Almost every area of technical progress today is reliant on ever broader access to personal information. Companies, academic researchers, governments and philanthropists utilise ever more sensitive data about individuals movements, health, online browsing, home activity, social interactions. To collect the data, cars, drones, phones, wearables, TVs and faces are tracked. Sensors that see and hear collect new types of information and machine learning provides exponentially deeper analysis. Will European data protection reshape the leading data intensive technologies? With the backlash against tech company practices lead to regulation in the US and globally? What role for Ireland at the centre of the new generation of regulation and tech development? Can data be mined for the benefit of society without creating an Orwellian future?

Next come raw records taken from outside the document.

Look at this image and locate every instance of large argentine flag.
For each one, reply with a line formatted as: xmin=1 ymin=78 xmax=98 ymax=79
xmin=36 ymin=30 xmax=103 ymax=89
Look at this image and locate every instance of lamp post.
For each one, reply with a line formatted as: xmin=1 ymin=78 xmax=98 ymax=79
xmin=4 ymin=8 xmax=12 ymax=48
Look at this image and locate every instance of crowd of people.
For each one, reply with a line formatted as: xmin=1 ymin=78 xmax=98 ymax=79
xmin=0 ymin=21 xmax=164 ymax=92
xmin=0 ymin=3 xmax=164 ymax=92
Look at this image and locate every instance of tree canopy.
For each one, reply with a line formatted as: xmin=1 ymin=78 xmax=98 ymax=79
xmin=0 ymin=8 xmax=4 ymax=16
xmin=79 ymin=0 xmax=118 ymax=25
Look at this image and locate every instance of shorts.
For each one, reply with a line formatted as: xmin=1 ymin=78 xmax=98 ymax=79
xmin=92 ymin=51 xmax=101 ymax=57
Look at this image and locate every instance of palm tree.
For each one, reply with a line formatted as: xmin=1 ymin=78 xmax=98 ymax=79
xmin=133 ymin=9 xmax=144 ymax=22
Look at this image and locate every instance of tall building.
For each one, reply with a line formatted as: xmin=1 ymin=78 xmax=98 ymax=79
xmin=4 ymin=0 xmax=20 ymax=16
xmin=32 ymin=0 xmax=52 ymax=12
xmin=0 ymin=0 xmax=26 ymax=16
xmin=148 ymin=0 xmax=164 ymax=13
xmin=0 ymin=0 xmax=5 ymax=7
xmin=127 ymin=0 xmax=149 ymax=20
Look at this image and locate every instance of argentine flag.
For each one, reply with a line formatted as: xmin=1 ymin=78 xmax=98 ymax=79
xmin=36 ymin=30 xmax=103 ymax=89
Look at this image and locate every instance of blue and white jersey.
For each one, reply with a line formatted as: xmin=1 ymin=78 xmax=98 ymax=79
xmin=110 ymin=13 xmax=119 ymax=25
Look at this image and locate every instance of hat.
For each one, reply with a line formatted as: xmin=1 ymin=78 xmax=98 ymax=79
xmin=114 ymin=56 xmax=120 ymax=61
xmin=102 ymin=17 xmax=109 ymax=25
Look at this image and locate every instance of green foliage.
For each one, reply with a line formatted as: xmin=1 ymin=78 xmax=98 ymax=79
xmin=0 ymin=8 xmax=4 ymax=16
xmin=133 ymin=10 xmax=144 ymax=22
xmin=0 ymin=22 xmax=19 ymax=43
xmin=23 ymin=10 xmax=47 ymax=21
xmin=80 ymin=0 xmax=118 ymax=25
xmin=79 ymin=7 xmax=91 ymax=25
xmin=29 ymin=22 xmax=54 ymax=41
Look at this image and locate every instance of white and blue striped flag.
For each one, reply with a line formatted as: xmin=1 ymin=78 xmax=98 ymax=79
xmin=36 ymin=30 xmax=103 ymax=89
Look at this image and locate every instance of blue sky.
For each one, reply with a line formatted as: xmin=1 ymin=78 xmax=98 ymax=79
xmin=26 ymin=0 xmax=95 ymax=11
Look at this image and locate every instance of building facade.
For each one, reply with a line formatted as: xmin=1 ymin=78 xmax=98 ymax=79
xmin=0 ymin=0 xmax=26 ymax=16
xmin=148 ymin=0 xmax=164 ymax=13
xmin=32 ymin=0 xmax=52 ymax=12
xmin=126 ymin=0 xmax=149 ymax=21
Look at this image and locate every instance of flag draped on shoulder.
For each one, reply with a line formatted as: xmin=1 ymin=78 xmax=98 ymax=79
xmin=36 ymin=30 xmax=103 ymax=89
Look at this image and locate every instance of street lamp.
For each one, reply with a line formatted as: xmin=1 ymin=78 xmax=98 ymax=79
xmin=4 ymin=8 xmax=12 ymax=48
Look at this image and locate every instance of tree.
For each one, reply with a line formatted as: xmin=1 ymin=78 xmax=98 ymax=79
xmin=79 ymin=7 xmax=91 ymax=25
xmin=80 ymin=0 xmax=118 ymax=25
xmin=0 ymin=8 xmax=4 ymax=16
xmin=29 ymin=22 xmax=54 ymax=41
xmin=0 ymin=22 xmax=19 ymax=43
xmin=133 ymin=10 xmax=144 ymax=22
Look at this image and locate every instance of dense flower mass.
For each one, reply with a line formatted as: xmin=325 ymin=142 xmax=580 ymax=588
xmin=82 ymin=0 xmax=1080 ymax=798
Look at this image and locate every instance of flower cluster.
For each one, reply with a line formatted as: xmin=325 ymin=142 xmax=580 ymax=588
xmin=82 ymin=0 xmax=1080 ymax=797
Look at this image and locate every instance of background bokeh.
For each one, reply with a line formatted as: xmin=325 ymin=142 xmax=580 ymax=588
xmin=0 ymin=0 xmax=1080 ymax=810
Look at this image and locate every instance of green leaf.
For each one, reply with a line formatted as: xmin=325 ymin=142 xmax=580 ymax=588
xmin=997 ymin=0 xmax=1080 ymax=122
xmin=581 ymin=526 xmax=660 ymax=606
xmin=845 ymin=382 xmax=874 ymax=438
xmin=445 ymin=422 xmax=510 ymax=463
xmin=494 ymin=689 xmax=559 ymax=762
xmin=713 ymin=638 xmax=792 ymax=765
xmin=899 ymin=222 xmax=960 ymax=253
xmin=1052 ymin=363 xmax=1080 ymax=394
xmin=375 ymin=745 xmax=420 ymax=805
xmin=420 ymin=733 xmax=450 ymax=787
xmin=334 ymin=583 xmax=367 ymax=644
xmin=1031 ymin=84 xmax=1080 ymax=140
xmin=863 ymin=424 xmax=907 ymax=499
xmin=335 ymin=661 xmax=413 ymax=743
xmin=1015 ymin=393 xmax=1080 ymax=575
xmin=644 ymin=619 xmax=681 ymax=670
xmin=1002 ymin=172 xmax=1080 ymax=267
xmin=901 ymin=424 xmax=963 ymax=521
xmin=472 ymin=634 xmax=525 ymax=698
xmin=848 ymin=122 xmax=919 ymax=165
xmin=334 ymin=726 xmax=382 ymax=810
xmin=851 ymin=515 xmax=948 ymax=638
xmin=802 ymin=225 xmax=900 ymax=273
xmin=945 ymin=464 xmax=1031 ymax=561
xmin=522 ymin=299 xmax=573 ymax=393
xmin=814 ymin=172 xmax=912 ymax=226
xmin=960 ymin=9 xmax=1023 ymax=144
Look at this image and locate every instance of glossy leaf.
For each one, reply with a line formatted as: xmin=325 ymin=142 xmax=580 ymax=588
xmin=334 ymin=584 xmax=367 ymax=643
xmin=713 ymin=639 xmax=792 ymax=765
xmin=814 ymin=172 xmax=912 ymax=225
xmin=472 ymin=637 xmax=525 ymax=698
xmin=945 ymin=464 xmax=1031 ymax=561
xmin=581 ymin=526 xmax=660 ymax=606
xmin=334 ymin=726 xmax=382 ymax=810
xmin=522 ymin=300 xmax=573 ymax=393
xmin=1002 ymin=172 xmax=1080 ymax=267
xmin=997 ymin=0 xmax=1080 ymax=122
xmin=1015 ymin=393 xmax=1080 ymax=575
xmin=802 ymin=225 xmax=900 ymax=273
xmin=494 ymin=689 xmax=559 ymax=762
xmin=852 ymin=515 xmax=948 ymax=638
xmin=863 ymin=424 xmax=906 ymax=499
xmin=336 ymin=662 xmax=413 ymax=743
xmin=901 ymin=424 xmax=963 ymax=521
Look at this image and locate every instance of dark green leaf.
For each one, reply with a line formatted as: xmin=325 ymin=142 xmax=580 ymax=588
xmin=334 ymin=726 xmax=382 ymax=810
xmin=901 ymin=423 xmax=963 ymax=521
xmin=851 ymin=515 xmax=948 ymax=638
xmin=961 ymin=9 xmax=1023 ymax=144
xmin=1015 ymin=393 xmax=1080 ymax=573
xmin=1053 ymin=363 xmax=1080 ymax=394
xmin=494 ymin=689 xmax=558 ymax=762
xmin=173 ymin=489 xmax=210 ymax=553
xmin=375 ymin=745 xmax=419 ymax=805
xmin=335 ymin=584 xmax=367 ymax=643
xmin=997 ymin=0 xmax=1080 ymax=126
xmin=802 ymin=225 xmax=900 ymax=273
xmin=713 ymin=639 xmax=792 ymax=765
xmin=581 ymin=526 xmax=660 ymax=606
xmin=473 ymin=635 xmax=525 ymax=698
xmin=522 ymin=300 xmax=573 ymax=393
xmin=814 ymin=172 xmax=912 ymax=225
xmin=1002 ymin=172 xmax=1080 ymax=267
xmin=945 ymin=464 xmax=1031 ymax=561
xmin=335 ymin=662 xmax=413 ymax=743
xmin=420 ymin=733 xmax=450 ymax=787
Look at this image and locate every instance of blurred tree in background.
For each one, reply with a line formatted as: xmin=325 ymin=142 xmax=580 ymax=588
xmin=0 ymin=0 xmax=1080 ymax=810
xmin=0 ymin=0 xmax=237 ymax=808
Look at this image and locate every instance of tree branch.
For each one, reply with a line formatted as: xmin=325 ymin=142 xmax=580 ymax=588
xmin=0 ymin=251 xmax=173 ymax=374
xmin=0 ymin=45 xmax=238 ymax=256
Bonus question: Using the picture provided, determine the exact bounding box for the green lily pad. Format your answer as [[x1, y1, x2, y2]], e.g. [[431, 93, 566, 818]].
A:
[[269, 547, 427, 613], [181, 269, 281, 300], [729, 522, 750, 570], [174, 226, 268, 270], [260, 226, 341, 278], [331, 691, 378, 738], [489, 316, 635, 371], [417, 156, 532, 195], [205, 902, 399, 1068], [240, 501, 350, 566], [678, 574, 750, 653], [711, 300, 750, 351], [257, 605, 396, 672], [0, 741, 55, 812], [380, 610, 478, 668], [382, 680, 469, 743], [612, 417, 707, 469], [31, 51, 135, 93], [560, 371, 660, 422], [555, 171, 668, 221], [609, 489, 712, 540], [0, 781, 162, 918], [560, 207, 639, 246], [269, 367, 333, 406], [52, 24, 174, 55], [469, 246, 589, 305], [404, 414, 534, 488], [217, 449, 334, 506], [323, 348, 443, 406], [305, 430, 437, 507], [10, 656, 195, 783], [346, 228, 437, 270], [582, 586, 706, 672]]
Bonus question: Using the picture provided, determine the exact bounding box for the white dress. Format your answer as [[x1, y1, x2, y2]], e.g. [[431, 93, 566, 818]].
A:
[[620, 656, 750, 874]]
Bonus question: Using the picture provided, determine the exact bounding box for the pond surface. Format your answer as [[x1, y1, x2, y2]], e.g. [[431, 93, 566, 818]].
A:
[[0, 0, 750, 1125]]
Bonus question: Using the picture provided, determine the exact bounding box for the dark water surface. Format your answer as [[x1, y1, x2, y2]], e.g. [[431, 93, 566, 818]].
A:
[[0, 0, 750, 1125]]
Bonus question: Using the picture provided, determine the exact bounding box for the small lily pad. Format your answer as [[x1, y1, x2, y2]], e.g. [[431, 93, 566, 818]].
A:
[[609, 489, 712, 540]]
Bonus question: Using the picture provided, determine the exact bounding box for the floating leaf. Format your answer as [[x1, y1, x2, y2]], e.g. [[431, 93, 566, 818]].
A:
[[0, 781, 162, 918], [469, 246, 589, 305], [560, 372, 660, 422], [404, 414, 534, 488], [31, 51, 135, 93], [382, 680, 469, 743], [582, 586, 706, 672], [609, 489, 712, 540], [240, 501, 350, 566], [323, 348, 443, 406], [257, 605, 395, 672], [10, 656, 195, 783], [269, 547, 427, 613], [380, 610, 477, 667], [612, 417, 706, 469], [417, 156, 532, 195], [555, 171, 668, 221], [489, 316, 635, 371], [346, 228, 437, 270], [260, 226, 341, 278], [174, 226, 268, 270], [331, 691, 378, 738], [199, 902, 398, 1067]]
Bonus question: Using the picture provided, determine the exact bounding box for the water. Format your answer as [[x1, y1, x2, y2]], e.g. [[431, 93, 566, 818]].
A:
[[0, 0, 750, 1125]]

Date: Monday, 28 January 2019, 16.00-17.30 Venue: Regent House, Trinity College Dublin
Jules Polonetsky is CEO of the Future of Privacy Forum (PFP). It is a nonprofit organisation that serves as a catalyst for privacy leadership and scholarship, advancing principled data practices in support of emerging technologies. FPF brings together industry, academics, civil society and other thought leaders to explore the challenges posed by technological innovation and develops privacy protections, ethical norms and workable business practices. FPF is based in Washington DC, and is active in the US, Europe and Israel.
This event is organised by the Ethics & Privacy Working Group of the ADAPT Centre, in conjunction with the Trinity Long Room Hub, TCD School of Law, TCD School of Religions, Peace Studies and Theology, TCD Library and DCU Institute of Ethics.